A new two-year initiative by German Minister for Women and Family Affairs Renate Schmidt and the Bertelsmann Foundation unveiled this week hopes to do just that. Called "Alliance for the Family," the aim is to promote a more family and women friendly corporate culture and impress upon companies that having flexible working hours and office day cares for employees with children works out to their advantage.

"A better balance between family and career is important for all: for families because they need time for another, but also for companies because they will soon have massive problems in their search for skilled workers and in their number of customers if the low birth and employment rate among women remains constant," Schmidt said. "Germany ranks 181 among 190 countries when it comes to the birth rate and has the lowest women's employment rate in the European Union."

Compared to other industrialized countries, Germany does indeed have a considerably low number of working mothers. Only 10 percent of managers in Germany are women with children; in the U.S. the number is closer to 40 percent.

Firms weigh costs of being family-friendly

Liz Mohn, head of the powerful Bertelsmann media dynasty and a member of the Board of Trustees of the eponymously named foundation also emphasized the importance of juggling kids and career. "It's not just an important building block to counter the demographic trend, but family-friendly working conditions is also a crucial advantage in global competition."

The new initiative follows the release of a study earlier this week by the Hertie Foundation, which found that 90 percent of companies surveyed feared the costs involved in being more family-friendly.

The establishment of a office day care is estimated to cost a firm up to €25,000 and a further €650 in monthly running costs.
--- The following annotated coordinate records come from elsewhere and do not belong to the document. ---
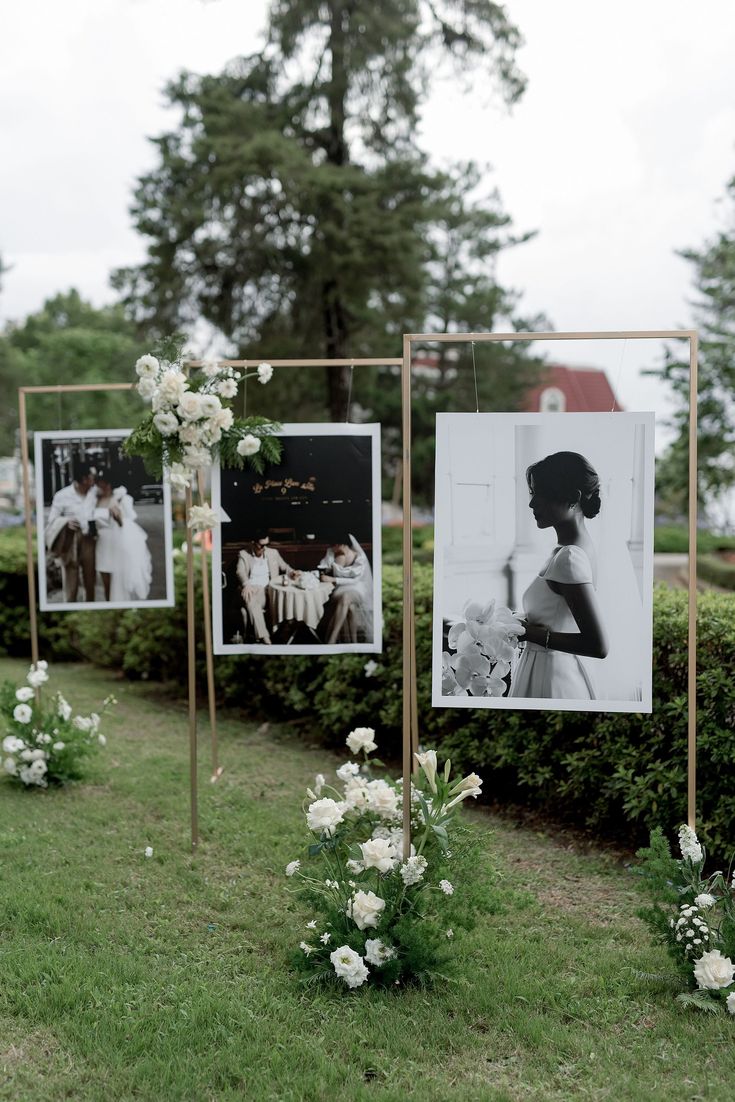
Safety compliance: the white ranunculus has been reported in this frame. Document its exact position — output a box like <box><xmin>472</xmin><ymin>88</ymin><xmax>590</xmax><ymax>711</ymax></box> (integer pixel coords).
<box><xmin>237</xmin><ymin>432</ymin><xmax>260</xmax><ymax>455</ymax></box>
<box><xmin>186</xmin><ymin>501</ymin><xmax>219</xmax><ymax>532</ymax></box>
<box><xmin>176</xmin><ymin>390</ymin><xmax>204</xmax><ymax>421</ymax></box>
<box><xmin>400</xmin><ymin>854</ymin><xmax>428</xmax><ymax>887</ymax></box>
<box><xmin>136</xmin><ymin>378</ymin><xmax>156</xmax><ymax>402</ymax></box>
<box><xmin>329</xmin><ymin>946</ymin><xmax>369</xmax><ymax>987</ymax></box>
<box><xmin>158</xmin><ymin>367</ymin><xmax>188</xmax><ymax>406</ymax></box>
<box><xmin>360</xmin><ymin>838</ymin><xmax>398</xmax><ymax>873</ymax></box>
<box><xmin>337</xmin><ymin>761</ymin><xmax>360</xmax><ymax>784</ymax></box>
<box><xmin>169</xmin><ymin>463</ymin><xmax>192</xmax><ymax>489</ymax></box>
<box><xmin>345</xmin><ymin>727</ymin><xmax>378</xmax><ymax>754</ymax></box>
<box><xmin>136</xmin><ymin>356</ymin><xmax>161</xmax><ymax>379</ymax></box>
<box><xmin>346</xmin><ymin>890</ymin><xmax>386</xmax><ymax>930</ymax></box>
<box><xmin>217</xmin><ymin>379</ymin><xmax>237</xmax><ymax>398</ymax></box>
<box><xmin>365</xmin><ymin>938</ymin><xmax>398</xmax><ymax>966</ymax></box>
<box><xmin>153</xmin><ymin>410</ymin><xmax>179</xmax><ymax>436</ymax></box>
<box><xmin>679</xmin><ymin>823</ymin><xmax>704</xmax><ymax>864</ymax></box>
<box><xmin>413</xmin><ymin>750</ymin><xmax>436</xmax><ymax>792</ymax></box>
<box><xmin>306</xmin><ymin>798</ymin><xmax>346</xmax><ymax>838</ymax></box>
<box><xmin>367</xmin><ymin>780</ymin><xmax>400</xmax><ymax>819</ymax></box>
<box><xmin>694</xmin><ymin>949</ymin><xmax>735</xmax><ymax>991</ymax></box>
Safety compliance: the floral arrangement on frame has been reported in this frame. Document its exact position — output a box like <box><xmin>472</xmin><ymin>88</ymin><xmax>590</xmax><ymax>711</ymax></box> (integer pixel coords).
<box><xmin>285</xmin><ymin>727</ymin><xmax>483</xmax><ymax>990</ymax></box>
<box><xmin>638</xmin><ymin>825</ymin><xmax>735</xmax><ymax>1015</ymax></box>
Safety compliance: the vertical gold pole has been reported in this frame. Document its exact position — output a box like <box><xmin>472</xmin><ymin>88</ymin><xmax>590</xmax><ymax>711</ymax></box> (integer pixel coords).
<box><xmin>197</xmin><ymin>471</ymin><xmax>221</xmax><ymax>780</ymax></box>
<box><xmin>18</xmin><ymin>387</ymin><xmax>43</xmax><ymax>665</ymax></box>
<box><xmin>401</xmin><ymin>336</ymin><xmax>413</xmax><ymax>861</ymax></box>
<box><xmin>687</xmin><ymin>333</ymin><xmax>699</xmax><ymax>830</ymax></box>
<box><xmin>186</xmin><ymin>483</ymin><xmax>199</xmax><ymax>850</ymax></box>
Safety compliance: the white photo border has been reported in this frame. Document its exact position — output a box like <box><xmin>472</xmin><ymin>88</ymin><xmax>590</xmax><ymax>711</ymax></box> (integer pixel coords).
<box><xmin>431</xmin><ymin>411</ymin><xmax>656</xmax><ymax>714</ymax></box>
<box><xmin>212</xmin><ymin>421</ymin><xmax>382</xmax><ymax>658</ymax></box>
<box><xmin>33</xmin><ymin>429</ymin><xmax>176</xmax><ymax>613</ymax></box>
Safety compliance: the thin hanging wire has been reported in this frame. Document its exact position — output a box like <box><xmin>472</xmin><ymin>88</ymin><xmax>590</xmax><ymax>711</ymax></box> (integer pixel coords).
<box><xmin>469</xmin><ymin>341</ymin><xmax>479</xmax><ymax>413</ymax></box>
<box><xmin>345</xmin><ymin>364</ymin><xmax>355</xmax><ymax>424</ymax></box>
<box><xmin>610</xmin><ymin>337</ymin><xmax>628</xmax><ymax>413</ymax></box>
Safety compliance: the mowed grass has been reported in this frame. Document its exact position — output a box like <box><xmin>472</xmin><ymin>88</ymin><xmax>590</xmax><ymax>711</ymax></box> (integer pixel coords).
<box><xmin>0</xmin><ymin>660</ymin><xmax>735</xmax><ymax>1102</ymax></box>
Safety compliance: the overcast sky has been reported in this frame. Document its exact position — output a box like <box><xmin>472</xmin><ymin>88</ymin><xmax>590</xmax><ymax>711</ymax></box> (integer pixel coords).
<box><xmin>0</xmin><ymin>0</ymin><xmax>735</xmax><ymax>413</ymax></box>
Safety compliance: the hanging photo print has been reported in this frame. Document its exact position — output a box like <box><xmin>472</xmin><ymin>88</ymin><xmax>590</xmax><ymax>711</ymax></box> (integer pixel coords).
<box><xmin>34</xmin><ymin>429</ymin><xmax>174</xmax><ymax>612</ymax></box>
<box><xmin>212</xmin><ymin>424</ymin><xmax>382</xmax><ymax>655</ymax></box>
<box><xmin>432</xmin><ymin>413</ymin><xmax>655</xmax><ymax>712</ymax></box>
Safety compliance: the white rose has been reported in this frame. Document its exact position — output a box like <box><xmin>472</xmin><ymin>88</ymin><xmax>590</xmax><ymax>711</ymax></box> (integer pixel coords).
<box><xmin>694</xmin><ymin>949</ymin><xmax>735</xmax><ymax>991</ymax></box>
<box><xmin>176</xmin><ymin>390</ymin><xmax>204</xmax><ymax>421</ymax></box>
<box><xmin>306</xmin><ymin>799</ymin><xmax>346</xmax><ymax>838</ymax></box>
<box><xmin>367</xmin><ymin>780</ymin><xmax>399</xmax><ymax>819</ymax></box>
<box><xmin>158</xmin><ymin>367</ymin><xmax>188</xmax><ymax>406</ymax></box>
<box><xmin>365</xmin><ymin>938</ymin><xmax>397</xmax><ymax>966</ymax></box>
<box><xmin>329</xmin><ymin>946</ymin><xmax>370</xmax><ymax>987</ymax></box>
<box><xmin>237</xmin><ymin>432</ymin><xmax>260</xmax><ymax>455</ymax></box>
<box><xmin>346</xmin><ymin>892</ymin><xmax>386</xmax><ymax>930</ymax></box>
<box><xmin>337</xmin><ymin>761</ymin><xmax>360</xmax><ymax>784</ymax></box>
<box><xmin>136</xmin><ymin>356</ymin><xmax>160</xmax><ymax>379</ymax></box>
<box><xmin>153</xmin><ymin>410</ymin><xmax>179</xmax><ymax>436</ymax></box>
<box><xmin>360</xmin><ymin>838</ymin><xmax>398</xmax><ymax>873</ymax></box>
<box><xmin>346</xmin><ymin>727</ymin><xmax>378</xmax><ymax>754</ymax></box>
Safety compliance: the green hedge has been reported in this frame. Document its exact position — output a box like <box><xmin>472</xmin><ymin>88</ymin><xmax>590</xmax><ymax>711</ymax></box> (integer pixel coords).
<box><xmin>0</xmin><ymin>528</ymin><xmax>735</xmax><ymax>855</ymax></box>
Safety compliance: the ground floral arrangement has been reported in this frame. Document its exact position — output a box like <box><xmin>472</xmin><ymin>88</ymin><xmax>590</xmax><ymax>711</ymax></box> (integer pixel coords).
<box><xmin>638</xmin><ymin>827</ymin><xmax>735</xmax><ymax>1015</ymax></box>
<box><xmin>125</xmin><ymin>337</ymin><xmax>282</xmax><ymax>531</ymax></box>
<box><xmin>442</xmin><ymin>601</ymin><xmax>523</xmax><ymax>696</ymax></box>
<box><xmin>285</xmin><ymin>727</ymin><xmax>483</xmax><ymax>990</ymax></box>
<box><xmin>0</xmin><ymin>662</ymin><xmax>117</xmax><ymax>788</ymax></box>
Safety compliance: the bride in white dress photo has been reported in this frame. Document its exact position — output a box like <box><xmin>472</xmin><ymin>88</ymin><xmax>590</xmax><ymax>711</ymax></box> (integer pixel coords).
<box><xmin>95</xmin><ymin>471</ymin><xmax>152</xmax><ymax>602</ymax></box>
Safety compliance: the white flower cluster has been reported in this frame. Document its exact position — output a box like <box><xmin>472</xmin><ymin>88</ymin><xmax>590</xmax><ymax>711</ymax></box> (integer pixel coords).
<box><xmin>2</xmin><ymin>661</ymin><xmax>114</xmax><ymax>788</ymax></box>
<box><xmin>442</xmin><ymin>601</ymin><xmax>523</xmax><ymax>696</ymax></box>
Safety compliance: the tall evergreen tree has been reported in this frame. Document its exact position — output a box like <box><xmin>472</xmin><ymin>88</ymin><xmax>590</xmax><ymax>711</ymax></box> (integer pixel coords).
<box><xmin>114</xmin><ymin>0</ymin><xmax>539</xmax><ymax>434</ymax></box>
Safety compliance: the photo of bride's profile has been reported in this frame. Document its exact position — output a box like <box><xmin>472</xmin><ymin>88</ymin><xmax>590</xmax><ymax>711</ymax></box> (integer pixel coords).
<box><xmin>432</xmin><ymin>413</ymin><xmax>653</xmax><ymax>712</ymax></box>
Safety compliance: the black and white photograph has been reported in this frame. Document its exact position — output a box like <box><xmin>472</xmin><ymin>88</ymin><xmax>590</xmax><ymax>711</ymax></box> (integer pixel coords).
<box><xmin>212</xmin><ymin>424</ymin><xmax>382</xmax><ymax>655</ymax></box>
<box><xmin>432</xmin><ymin>412</ymin><xmax>655</xmax><ymax>712</ymax></box>
<box><xmin>34</xmin><ymin>429</ymin><xmax>174</xmax><ymax>612</ymax></box>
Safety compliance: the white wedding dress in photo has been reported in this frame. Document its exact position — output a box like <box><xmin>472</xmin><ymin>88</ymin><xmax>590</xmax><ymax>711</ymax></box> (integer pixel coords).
<box><xmin>95</xmin><ymin>486</ymin><xmax>153</xmax><ymax>602</ymax></box>
<box><xmin>508</xmin><ymin>544</ymin><xmax>605</xmax><ymax>700</ymax></box>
Just 70 companies out of a total three million nationwide were singled out for doing enough to warrant a "career and family" certificate handed out by the foundation to companies with exemplary family-friendly policies.

State needs to do more for child care infrastructure

Chancellor Schröder's Social Democrat and Green government has long made women-friendly policies a central plank of its agenda.

Government benefits range from offering tax breaks, a monthly per child bonus pay of €154, full-paid maternity leave for 14 weeks and child benefits of up to €307 per child per month for the first two years (dependant on income). However a common complaint has been that the government benefits aren't complemented by providing enough day care centers and full-day schools that would encourage mothers to go back to work.

A study by the Bertelsmann Foundation found that the German government guaranteed financial help for children, but did too little in providing childcare infrastructure. Thus the government spent a quarter of its budget earmarked for family and children in childcare early this year as opposed to industrialized nations such as Denmark, which poured more than half its budget into day care, kindergartens and schools.

A spokeswoman from the German Ministry for Families, Seniors, Women and Youth, however, told Deutsche Welle that priorities were changing. The government has now set aside €4 billion that it will hand out over the next four years to the federal states to build up full-day schools and a further €1.5 billion starting 2005 for providing child care for children under the age of three, she said.

Companies should pitch in too

But in addition to the government's role in helping women, Renate Schmidt now wants companies to play their part. The "Alliance for Family" foresees bringing together local business, charity and family organizations together in round table conferences and searching for ways to harmonize family and career.

Schmidt says the companies should have more flexible working hours, services that are close to families and when possible establish office day care and enable employees with children to work from home. The minister said special focus should be placed on part-time work and urged a "change in attitude" among personnel departments.

"We need a higher part-time work quota in skilled jobs too," she demanded. The minister said companies needed to consider part-time work even in the afternoons that wouldn't necessarily amount to half-day work. "Time is the magic word for successful family policies, money isn't so much a factor," she said.